Chapter 10: The Ghost in the Concrete
The locker files lay open on Vishal's desk like confessions caught on paper.
Shilpa flipped through one labeled "Mandovi Power – Land Scam", eyes wide. "This isn't just corruption… This is multi-state manipulation. Rakesh was the key planner for these illegal constructions."
Vishal nodded, eyes fixed on the note mentioning his brother. "If he got cold feet, someone made sure he disappeared. But why leave a clue behind?"
"That note he left for his wife—'don't trust even the nice ones'—what if that wasn't about Manek or Vani?"
Vishal's eyes narrowed. "You think he meant Rajesh?"
Silence.
Shilpa spoke carefully. "He is the only one in uniform among us. And you said it yourself — some of these files are internal affairs level. Maybe someone's feeding him wrong info... or maybe he's involved."
Vishal didn't reply.
He just picked up his phone.
Phone Call – Vishal to Rajesh
"Bro," Vishal said casually, "I need a favor. Can you pull the Aurangabad 2020 case list, under transport and arms division?"
Rajesh paused. "That's... random. Why?"
"Just curious. There's a name that keeps showing up. My brother."
Another pause.
Then Rajesh replied, "Come to the station. I'll show you myself."
Vishal didn't go.
Instead, he sent Shilpa to the station with a camera pen and a mic in her notebook — saying he had "landlord issues," but really, he wanted Rajesh to talk freely.

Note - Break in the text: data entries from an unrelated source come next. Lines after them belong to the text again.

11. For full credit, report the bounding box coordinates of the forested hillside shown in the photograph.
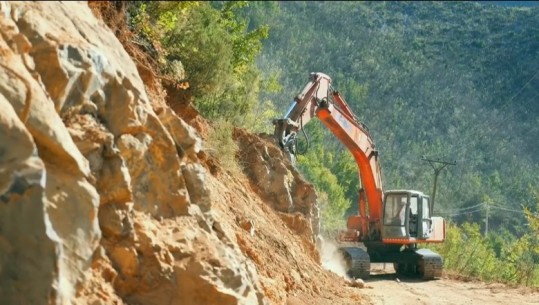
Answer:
[118,1,539,284]
[240,2,539,234]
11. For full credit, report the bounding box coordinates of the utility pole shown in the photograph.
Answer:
[421,156,457,214]
[485,203,490,236]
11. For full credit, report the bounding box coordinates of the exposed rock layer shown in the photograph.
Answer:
[0,2,359,305]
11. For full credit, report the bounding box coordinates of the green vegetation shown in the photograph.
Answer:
[122,1,539,285]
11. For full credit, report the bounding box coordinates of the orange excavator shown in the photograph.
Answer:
[273,73,445,280]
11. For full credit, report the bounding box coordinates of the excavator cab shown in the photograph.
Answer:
[382,191,432,242]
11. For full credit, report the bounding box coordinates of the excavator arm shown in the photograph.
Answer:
[273,73,383,240]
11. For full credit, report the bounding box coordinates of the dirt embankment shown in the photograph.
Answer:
[0,2,361,305]
[0,1,534,305]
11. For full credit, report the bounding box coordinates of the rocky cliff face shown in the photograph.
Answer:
[0,1,364,305]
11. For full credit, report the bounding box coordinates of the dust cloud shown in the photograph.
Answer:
[316,236,350,279]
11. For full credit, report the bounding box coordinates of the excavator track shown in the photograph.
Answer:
[415,249,443,280]
[394,249,443,281]
[339,247,371,279]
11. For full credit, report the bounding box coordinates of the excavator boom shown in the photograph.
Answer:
[274,73,383,237]
[273,73,445,279]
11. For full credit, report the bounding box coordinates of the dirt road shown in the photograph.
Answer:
[361,264,539,305]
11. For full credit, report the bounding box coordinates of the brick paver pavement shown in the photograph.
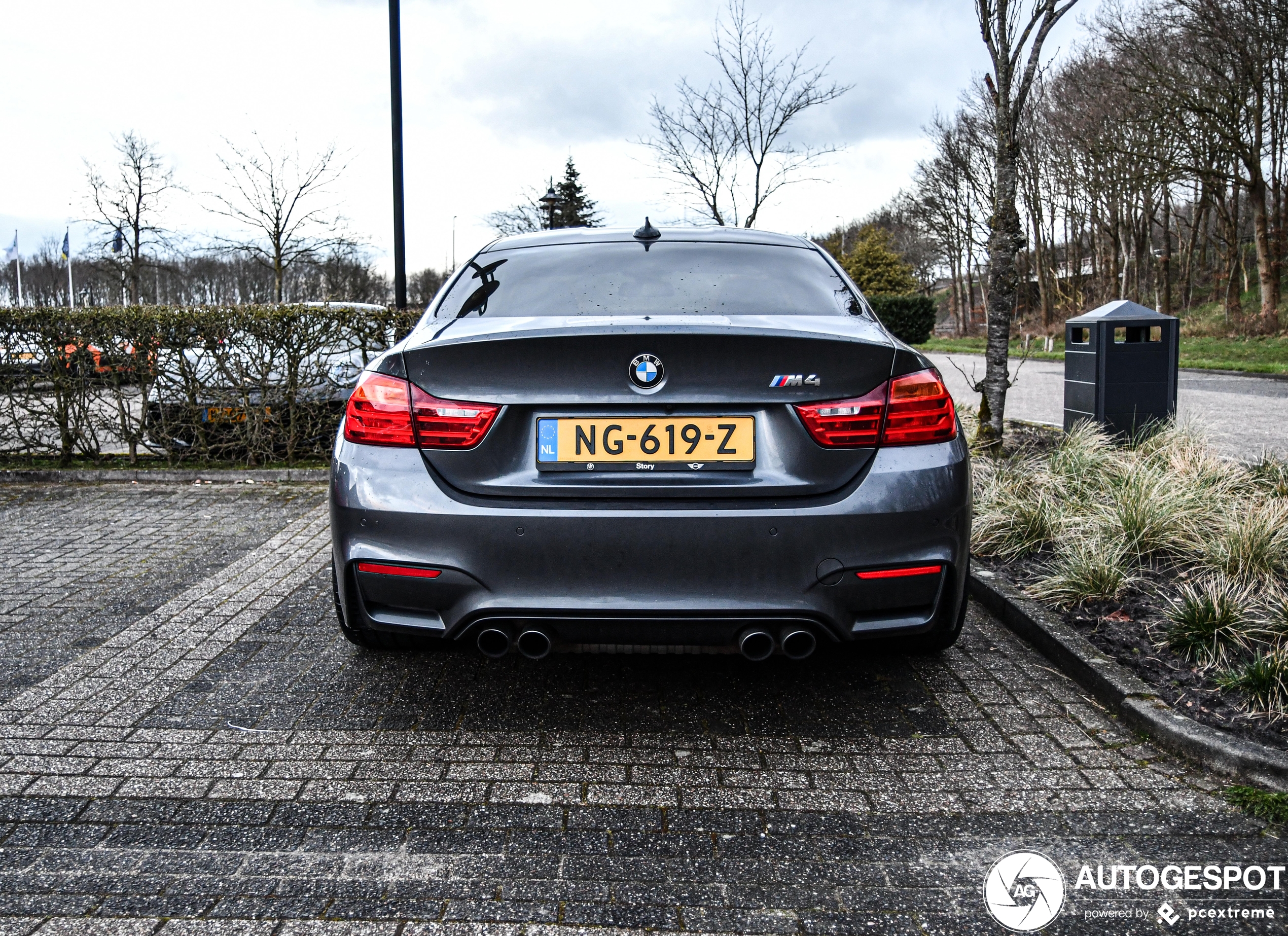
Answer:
[0,487,1288,936]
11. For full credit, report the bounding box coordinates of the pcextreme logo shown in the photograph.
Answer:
[984,848,1288,932]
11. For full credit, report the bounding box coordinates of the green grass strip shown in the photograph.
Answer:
[1225,786,1288,824]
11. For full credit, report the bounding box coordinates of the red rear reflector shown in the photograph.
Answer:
[796,368,957,448]
[344,371,416,448]
[358,563,443,578]
[411,384,501,448]
[855,565,944,578]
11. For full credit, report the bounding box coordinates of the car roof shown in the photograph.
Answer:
[479,225,814,254]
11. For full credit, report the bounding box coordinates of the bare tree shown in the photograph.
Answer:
[975,0,1078,444]
[483,203,545,237]
[641,0,849,228]
[1101,0,1288,334]
[207,134,354,303]
[85,130,175,305]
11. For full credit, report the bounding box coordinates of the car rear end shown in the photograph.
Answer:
[331,232,970,658]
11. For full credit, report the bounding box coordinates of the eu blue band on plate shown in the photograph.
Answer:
[537,420,559,461]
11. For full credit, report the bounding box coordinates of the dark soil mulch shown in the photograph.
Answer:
[971,555,1288,750]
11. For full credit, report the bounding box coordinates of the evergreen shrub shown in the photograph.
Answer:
[867,295,937,345]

While Shilpa was gone, Vishal did something rare.
He opened the Vishal Reddy — Overview file again and forced himself to read every line.
"Operates with unusual autonomy."
"Solves crimes instinctively, not by the book."
"Keeps everyone close, but nothing personal ever leaks."
"Suspect is either exceptionally honest or trained to appear that way."
He stared at that last line.
Was that how his brother saw him?
Back at the Police Station
Shilpa kept her questions casual — pretended she was gathering data for her "fictional police procedural."
Rajesh, proud as ever, gave her access to the 2020 archives.
She watched his fingers pause over a folder, then slide it away like nothing.
She memorized the case ID: 38-TK-AUR-044.
Later, in the hallway, he asked suddenly, "So... how's Vishal holding up?"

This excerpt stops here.